Copyright Notice

This text is copyright by CMP Media, LLC, and is used with their permission. Further distribution or use is not permitted.

This text has appeared in an edited form in WebTechniques magazine. However, the version you are reading here is as the author originally submitted the article for publication, not after their editors applied their creativity.

Please read all the information in the table of contents before using this article.
Download this listing!

Web Techniques Column 69 (Jan 2002)

[suggested title: Generating clickable graphs]

In this column nearly a year ago, I introduced the use of the GraphViz program to generate a nice graph.
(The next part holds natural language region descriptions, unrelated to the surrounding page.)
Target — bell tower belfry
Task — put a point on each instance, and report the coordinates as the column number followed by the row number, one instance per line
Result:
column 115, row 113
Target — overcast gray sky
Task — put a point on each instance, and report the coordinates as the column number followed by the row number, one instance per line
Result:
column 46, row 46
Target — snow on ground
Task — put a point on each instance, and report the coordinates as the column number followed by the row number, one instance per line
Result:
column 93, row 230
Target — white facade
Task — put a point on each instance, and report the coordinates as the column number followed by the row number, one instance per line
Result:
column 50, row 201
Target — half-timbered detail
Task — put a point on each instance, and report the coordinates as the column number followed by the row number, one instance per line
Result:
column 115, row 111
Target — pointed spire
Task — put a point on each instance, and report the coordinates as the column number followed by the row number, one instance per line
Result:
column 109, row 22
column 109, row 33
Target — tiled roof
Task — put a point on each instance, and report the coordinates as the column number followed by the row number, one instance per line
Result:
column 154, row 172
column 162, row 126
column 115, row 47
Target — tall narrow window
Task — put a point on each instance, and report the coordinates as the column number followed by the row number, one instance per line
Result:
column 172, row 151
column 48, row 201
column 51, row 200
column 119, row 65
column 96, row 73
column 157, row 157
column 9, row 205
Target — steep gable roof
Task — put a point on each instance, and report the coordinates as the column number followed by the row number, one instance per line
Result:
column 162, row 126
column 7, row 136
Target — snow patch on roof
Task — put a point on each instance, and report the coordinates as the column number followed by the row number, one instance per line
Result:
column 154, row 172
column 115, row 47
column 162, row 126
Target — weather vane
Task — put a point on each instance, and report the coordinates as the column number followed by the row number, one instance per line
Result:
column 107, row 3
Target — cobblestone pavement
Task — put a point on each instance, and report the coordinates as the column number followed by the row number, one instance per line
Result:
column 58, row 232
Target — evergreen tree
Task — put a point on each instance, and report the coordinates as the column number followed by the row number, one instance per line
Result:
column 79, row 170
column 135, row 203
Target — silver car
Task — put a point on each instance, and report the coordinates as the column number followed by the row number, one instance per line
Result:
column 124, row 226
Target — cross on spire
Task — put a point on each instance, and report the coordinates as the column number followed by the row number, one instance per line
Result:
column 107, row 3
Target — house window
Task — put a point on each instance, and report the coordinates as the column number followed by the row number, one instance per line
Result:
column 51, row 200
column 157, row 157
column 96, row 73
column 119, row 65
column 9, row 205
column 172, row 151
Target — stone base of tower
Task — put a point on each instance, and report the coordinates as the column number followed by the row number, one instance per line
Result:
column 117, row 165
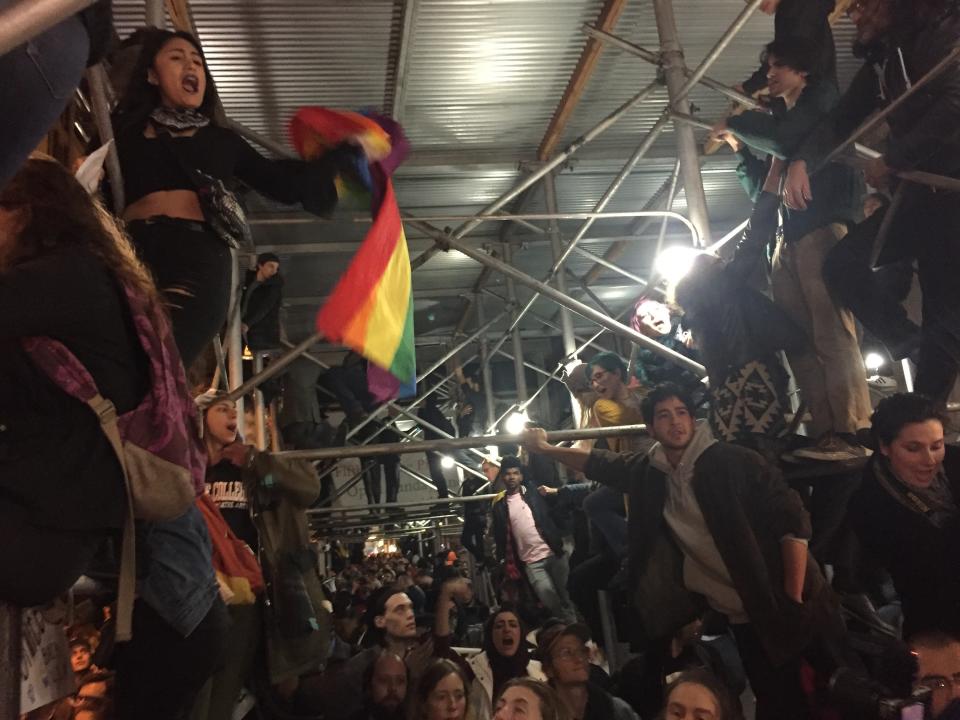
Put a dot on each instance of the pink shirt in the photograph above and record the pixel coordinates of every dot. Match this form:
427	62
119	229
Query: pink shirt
530	544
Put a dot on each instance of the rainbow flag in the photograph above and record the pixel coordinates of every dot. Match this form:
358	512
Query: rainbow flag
371	307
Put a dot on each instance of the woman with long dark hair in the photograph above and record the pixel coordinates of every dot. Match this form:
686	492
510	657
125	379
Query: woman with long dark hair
907	510
172	153
505	656
65	271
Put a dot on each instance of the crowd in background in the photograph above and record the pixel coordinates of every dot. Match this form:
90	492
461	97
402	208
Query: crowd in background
652	574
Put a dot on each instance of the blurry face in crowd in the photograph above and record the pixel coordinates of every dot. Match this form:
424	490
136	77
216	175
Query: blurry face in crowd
221	422
606	383
672	424
692	701
398	620
916	453
569	661
79	658
490	471
506	634
178	73
769	7
783	79
388	686
872	17
871	205
447	701
512	479
939	670
267	270
518	703
654	319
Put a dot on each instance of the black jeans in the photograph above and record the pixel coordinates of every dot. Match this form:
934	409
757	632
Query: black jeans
160	672
926	227
191	267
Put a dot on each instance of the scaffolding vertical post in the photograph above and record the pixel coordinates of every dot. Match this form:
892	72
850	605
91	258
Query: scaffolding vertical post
10	649
258	408
518	369
235	335
675	70
485	363
566	318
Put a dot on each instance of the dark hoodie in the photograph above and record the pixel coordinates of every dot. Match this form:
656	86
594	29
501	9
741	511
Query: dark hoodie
925	130
260	310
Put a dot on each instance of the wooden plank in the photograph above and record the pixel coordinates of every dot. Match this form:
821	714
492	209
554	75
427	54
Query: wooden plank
589	58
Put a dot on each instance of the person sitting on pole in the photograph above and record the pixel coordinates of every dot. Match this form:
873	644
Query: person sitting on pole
260	304
830	373
712	524
808	20
528	541
901	42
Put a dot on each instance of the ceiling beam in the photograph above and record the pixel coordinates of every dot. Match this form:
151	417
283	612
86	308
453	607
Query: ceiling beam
396	92
578	81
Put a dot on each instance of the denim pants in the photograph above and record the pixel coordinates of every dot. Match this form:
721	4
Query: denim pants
549	580
37	80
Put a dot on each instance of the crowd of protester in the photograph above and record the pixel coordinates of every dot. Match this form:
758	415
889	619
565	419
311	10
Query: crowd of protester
660	575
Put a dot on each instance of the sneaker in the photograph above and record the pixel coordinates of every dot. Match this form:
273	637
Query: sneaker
832	448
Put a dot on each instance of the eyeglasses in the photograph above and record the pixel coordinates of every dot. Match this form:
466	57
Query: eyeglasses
573	654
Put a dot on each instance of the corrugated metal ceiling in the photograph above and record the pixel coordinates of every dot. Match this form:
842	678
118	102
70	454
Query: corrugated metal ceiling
483	79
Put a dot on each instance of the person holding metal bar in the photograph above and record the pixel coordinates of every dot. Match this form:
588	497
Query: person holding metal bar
713	525
830	371
179	166
901	42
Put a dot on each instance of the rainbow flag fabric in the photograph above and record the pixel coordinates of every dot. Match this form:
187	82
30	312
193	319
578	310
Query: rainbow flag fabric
371	307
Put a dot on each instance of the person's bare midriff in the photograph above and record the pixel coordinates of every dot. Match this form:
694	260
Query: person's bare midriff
172	203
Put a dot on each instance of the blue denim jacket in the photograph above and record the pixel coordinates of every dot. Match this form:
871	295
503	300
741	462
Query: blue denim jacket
177	579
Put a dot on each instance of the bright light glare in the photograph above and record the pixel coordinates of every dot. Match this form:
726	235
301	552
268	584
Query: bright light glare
517	422
572	365
873	361
675	262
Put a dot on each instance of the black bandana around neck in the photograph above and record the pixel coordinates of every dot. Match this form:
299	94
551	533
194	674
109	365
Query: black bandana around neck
178	119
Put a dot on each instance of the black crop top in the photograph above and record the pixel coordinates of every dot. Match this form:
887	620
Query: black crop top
148	165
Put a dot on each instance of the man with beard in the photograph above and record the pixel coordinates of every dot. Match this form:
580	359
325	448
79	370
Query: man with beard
384	689
900	41
712	525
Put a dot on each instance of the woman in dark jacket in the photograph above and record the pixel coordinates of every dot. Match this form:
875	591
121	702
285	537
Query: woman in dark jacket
906	511
166	131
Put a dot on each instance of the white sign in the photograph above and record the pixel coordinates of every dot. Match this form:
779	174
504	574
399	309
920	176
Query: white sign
46	675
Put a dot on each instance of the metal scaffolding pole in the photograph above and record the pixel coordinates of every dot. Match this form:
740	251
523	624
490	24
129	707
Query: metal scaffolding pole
485	362
578	307
671	196
26	19
235	337
100	104
566	320
518	372
653	57
258	409
535	176
452	445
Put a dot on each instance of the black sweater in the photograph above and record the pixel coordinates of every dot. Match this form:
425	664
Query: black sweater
55	462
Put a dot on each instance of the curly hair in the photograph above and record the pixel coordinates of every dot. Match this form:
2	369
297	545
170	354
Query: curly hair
61	215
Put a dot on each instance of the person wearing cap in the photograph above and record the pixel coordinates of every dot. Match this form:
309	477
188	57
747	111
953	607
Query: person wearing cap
260	306
713	525
528	541
565	659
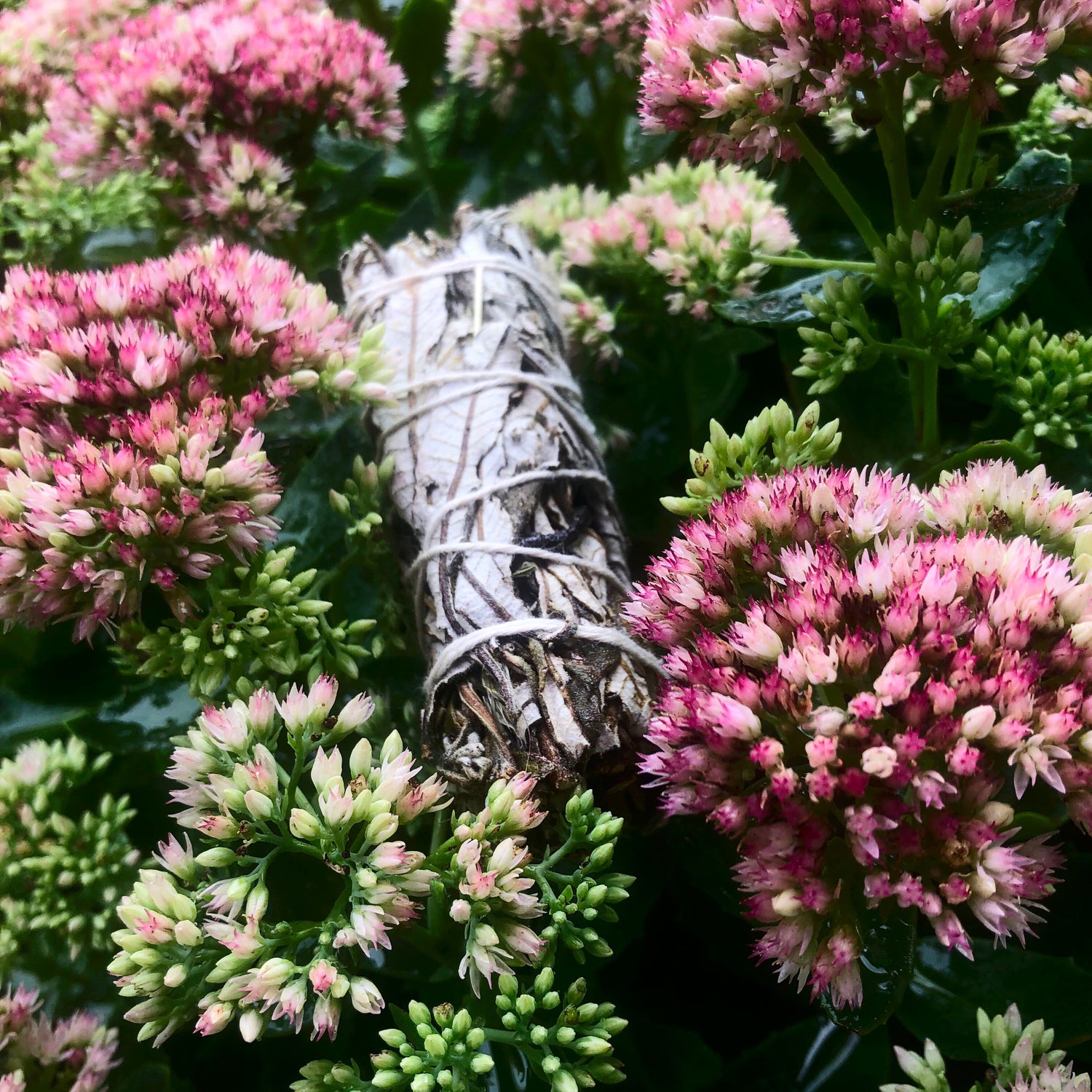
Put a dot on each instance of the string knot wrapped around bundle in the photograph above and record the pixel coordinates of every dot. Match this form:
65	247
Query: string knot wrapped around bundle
508	530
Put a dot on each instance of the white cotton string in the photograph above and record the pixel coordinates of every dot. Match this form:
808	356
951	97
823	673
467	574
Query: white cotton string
546	628
480	381
494	264
484	493
517	550
475	381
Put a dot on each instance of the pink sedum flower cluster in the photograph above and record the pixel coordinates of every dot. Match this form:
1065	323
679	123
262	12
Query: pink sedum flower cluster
213	95
199	945
487	37
862	683
39	39
738	74
79	351
1076	105
85	530
72	1055
495	893
701	229
127	402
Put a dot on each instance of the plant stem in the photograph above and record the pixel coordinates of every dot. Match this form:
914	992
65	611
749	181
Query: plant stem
946	149
893	138
297	773
965	157
930	424
838	189
807	262
498	1035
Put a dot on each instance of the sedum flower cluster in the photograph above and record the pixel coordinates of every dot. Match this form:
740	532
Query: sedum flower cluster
197	945
1020	1057
863	681
770	443
260	620
565	1039
39	41
488	37
740	74
215	96
266	780
703	231
1072	106
128	399
36	1054
61	873
47	218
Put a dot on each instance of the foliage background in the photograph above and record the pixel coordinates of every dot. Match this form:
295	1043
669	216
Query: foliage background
703	1016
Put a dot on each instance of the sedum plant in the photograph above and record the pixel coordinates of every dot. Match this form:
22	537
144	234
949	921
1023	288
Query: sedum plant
61	871
1019	1055
264	781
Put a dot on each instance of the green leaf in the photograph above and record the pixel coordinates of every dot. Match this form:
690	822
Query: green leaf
22	719
307	520
887	965
113	246
419	44
1021	220
777	308
812	1056
947	989
926	469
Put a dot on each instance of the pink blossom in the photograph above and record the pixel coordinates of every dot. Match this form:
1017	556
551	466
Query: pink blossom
700	231
79	1050
919	674
486	37
736	74
79	352
189	91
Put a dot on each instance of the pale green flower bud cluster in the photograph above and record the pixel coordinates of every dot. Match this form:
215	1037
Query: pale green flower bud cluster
443	1050
261	779
851	120
566	1040
771	443
930	273
45	218
260	622
847	340
700	229
360	378
60	874
1046	122
1045	379
1020	1059
580	900
590	321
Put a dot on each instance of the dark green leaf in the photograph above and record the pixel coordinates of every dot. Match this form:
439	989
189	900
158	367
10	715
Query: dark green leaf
345	153
887	965
22	719
927	469
777	308
1032	200
661	1056
307	520
113	246
947	989
812	1056
419	46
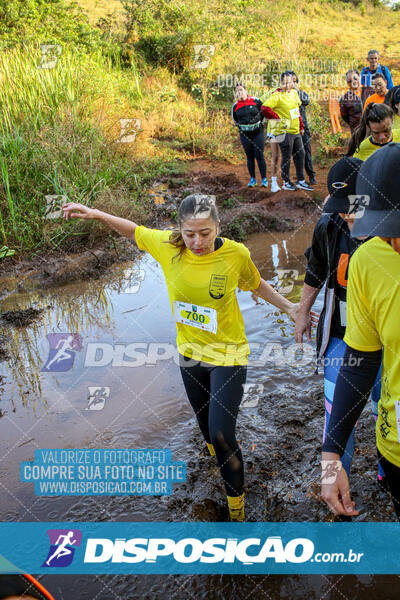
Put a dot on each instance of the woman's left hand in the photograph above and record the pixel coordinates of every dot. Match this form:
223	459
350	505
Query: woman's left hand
292	311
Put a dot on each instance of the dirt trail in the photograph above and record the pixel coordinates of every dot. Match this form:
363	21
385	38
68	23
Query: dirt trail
242	211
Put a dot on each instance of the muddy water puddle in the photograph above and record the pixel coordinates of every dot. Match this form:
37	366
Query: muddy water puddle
76	377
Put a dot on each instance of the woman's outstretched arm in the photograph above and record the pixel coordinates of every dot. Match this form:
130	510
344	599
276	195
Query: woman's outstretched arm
124	227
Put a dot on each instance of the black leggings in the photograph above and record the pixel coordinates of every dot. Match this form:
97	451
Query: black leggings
215	394
392	473
253	145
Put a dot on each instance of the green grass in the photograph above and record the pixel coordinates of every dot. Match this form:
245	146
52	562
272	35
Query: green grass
58	127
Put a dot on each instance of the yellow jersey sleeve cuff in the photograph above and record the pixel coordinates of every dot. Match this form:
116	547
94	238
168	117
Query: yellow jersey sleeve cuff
138	237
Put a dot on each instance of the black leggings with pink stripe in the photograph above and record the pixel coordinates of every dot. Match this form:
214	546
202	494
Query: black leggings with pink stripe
215	394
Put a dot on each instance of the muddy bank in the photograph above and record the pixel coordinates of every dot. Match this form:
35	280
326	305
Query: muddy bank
242	210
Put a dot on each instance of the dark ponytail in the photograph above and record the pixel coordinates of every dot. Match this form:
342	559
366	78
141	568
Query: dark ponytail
392	98
374	113
195	205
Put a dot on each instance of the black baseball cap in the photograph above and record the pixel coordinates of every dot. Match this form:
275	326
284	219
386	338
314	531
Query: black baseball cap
342	183
379	183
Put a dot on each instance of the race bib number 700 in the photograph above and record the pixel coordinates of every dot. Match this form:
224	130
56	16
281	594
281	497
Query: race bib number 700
196	316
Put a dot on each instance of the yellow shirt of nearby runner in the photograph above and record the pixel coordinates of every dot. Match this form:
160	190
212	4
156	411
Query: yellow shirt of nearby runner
367	147
373	309
202	292
286	105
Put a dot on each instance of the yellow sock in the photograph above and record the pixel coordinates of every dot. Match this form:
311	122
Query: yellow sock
236	508
210	449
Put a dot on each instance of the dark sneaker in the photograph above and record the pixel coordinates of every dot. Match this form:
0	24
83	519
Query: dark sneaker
303	185
288	185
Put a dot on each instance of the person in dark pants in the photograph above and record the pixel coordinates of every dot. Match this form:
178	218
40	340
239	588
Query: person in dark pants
248	115
372	332
203	272
351	106
305	101
368	72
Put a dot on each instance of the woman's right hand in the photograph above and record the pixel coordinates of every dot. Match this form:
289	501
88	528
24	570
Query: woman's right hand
303	324
81	211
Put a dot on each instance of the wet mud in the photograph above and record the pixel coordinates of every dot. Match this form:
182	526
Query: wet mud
279	433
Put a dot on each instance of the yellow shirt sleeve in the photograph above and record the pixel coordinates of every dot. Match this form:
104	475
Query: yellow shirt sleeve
151	240
249	275
272	100
361	333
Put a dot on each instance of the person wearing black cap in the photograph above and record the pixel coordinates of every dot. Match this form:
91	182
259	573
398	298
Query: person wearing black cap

For that example, I was able to visualize the flow of users through website, and GraphViz saved me from having to do a lot of the messy work of creating a drawing, and laying out the nodes with a minimum of fuss.

I was recently contracted by a client to perform a similar task: perform a query against some data, and show the relationships graphically. However, as an added requirement, each node on the display had to be clickable, to further refine the query in progress.

``No problem'', I said, whipping out GraphViz once again. After all, I had recalled seeing something on the GraphViz manpage about constructing a client-side imagemap for the graph, and a similar thing on the manpage for the CPAN GraphViz driver module.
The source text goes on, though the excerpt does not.